Wall Street vs. decentralized crypto markets
Because of the promising blockchain technology and indisputable performance of major cryptocurrencies, it is no wonder that institutional investors have become more interested in getting exposure to the asset class.
However, in Long’s view, there is a limit to the role that Wall Street can play in providing the institutional-grade infrastructure for the crypto markets.
“The assumption that Wall Street matters to these markets is a fallacy because the information frontier in these markets is not in New York. It’s not in Silicon Valley either,” she said. “These markets are decentralized and Wall Street will never be able to control them.”
She explains that 75% to 80% of bitcoin and ether, on average, are held by individuals rather than intermediaries, and during bull markets, even less crypto is held by intermediaries.
“It means at the end of the day that Wall Street will never be able to have some clearing for digital assets,” she said, “because Wall Street will never be able to get its hands on a sufficient amount of the collateral to create a true clearinghouse.”
But that creates opportunities for companies and individuals that are “on the knowledge frontier of these markets.”
For example, Long’s Avanti Bank aims to “serve as a compliant bridge to the US dollar payments system and a custodian of digital assets that can meet the strictest level of institutional custody standards.” Based in Wyoming, which is increasingly becoming the crypto hub of America for its crypto-friendly laws, the bank is a special purpose depository institution in the state.
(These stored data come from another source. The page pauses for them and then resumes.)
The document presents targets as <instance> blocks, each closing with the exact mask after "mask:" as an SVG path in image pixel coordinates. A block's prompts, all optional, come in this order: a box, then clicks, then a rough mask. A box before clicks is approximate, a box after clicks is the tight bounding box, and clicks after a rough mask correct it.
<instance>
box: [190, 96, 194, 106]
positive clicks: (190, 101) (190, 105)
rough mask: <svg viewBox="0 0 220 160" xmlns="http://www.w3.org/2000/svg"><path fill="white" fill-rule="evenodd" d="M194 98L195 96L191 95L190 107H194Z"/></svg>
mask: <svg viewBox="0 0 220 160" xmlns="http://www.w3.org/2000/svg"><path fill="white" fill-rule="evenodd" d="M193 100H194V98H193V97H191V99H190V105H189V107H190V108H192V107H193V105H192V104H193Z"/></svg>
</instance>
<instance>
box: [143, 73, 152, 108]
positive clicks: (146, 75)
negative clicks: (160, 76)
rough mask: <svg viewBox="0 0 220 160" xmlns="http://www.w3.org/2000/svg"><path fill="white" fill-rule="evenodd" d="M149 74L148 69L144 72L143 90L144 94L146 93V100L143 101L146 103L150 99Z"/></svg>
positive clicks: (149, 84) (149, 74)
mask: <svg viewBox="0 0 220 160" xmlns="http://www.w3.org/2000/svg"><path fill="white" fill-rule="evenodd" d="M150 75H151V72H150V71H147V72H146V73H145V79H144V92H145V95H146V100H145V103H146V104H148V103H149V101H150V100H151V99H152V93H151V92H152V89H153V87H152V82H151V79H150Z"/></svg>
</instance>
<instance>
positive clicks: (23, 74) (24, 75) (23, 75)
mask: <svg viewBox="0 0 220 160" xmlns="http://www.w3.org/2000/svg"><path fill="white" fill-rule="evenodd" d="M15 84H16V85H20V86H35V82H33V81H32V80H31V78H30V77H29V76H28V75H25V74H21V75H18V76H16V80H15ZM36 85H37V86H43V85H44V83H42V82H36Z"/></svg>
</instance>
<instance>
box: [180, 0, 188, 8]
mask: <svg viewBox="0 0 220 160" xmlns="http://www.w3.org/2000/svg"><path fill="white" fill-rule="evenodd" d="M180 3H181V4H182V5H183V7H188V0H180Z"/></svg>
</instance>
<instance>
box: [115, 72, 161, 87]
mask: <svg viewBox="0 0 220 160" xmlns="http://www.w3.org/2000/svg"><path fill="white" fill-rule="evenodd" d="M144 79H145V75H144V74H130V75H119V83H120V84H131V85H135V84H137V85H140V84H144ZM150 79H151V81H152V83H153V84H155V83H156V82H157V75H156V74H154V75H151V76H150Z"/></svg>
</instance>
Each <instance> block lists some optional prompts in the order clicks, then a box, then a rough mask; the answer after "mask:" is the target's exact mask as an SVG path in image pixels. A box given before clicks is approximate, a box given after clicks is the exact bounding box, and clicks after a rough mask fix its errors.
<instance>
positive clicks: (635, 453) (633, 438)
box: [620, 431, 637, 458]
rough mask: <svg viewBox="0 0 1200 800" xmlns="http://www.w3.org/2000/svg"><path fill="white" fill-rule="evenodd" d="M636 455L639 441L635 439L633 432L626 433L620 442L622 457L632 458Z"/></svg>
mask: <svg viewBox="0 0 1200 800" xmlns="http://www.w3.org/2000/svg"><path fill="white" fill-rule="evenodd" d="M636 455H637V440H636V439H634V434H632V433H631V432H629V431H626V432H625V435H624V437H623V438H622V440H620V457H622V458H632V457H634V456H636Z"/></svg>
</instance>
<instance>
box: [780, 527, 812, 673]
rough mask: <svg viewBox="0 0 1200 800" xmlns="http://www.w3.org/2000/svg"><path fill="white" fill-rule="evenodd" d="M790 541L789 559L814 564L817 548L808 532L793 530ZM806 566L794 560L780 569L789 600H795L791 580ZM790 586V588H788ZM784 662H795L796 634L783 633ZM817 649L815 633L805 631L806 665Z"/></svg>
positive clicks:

“The biggest challenge in 2017 for the industry was that banks wouldn’t bank the industry and legitimate startups were losing their businesses right and left because banks would not bank them,” Long said. “In the United States, if you don’t have a bank account, you’re not a legitimate business… the lack of banking services to this industry in 2017 was the biggest issue that the industry was asking for help on and that’s why Wyoming stepped forward and provided it.”